The U.S. State Department warned thousands of Americans stranded on the Caribbean island of St. Martin to "shelter in place at a secure location" until Hurricane Jose has passed.
The department said approximately 500 U.S. citizens had been evacuated from St. Martin by air, "beginning with those needing urgent medical care." An estimated 6,000 U.S. citizens had been stuck on St. Martin after Hurricane Irma battered the Caribbean earlier this week.
The Associated Press reported that U.S. officials deployed C-130s to take Americans to Puerto Rico.
Carol Basch, a 53-year-old document analyst from Savannah, Ga., was among those evacuated to Puerto Rico on Saturday. Stuck in St. Martin when Irma hit, she huddled for four hours in a hotel bathroom with no tub to protect her.
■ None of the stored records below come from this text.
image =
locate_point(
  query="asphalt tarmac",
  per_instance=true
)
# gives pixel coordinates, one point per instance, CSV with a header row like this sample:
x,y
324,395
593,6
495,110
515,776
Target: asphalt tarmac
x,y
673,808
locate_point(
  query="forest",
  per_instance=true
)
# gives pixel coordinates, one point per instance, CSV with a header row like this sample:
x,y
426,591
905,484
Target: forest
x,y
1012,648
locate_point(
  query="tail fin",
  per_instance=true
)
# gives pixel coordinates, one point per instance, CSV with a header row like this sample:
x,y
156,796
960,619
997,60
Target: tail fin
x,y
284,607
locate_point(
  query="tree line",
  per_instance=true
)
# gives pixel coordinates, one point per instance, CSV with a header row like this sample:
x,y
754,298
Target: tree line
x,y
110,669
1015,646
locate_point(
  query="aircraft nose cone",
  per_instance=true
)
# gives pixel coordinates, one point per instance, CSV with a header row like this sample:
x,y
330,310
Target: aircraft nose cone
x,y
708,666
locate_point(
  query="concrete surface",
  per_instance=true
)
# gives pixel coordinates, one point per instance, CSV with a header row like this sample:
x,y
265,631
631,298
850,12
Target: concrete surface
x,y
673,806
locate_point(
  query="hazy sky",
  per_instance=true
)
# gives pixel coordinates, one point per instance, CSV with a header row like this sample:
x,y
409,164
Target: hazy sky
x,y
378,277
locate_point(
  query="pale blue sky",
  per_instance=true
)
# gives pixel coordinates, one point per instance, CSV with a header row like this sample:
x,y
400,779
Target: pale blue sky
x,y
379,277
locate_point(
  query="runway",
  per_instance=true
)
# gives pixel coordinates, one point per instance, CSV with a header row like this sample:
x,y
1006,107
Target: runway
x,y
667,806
Surrounding herself with pillows, she prayed nonstop as she heard furniture being tossed around her room.
"Windows busted through," she said, adding that one fell on her before she sought shelter inside the bathroom. "The storm kept going and going and going."
"I kept saying, 'Lord, please stop this, and soon, soon,'" she said. "I'm glad I'm alive. I didn't think I was going to make it."
She said locals had welcomed her into their house and gave her food and a sofa to sleep on.
A tropical storm warning remained in effect Saturday evening for St. Martin, which is divided between Dutch and French control.
Looting, gunshots and a lack of clean drinking water were reported on the French side of the island Saturday.
More than 1,100 police, military officials and others were deployed to St. Martin and the nearby French Caribbean territory of St. Barts, where they used helicopters to identify the cars of people looting stores and homes. French Prime Minister Edouard Philippe announced Saturday night that France would be sending more Foreign Legion troops, paratroopers and other reinforcements to St. Martin starting Sunday.
Philippe said the several hundred gendarmes, soldiers and other security forces there were working in "difficult conditions" and needed help.
On the other side of the island, the Dutch government estimated Saturday that 70 percent of houses were badly damaged or destroyed, leaving much of the 40,000 population in public shelters as they braced for the arrival of Jose.
Dutch Prime Minister Mark Rutte said the situation remained "grim" on the island where widespread looting had broken out and a state of emergency was in force.
Rutte said some 230 Dutch troops and police were patrolling St. Maarten to maintain order and deliver aid and a further 200 would arrive in coming days. The government evacuated 65 dialysis patients from St. Maarten's hospital, which also was hard hit by Irma.
The Associated Press contributed to this report.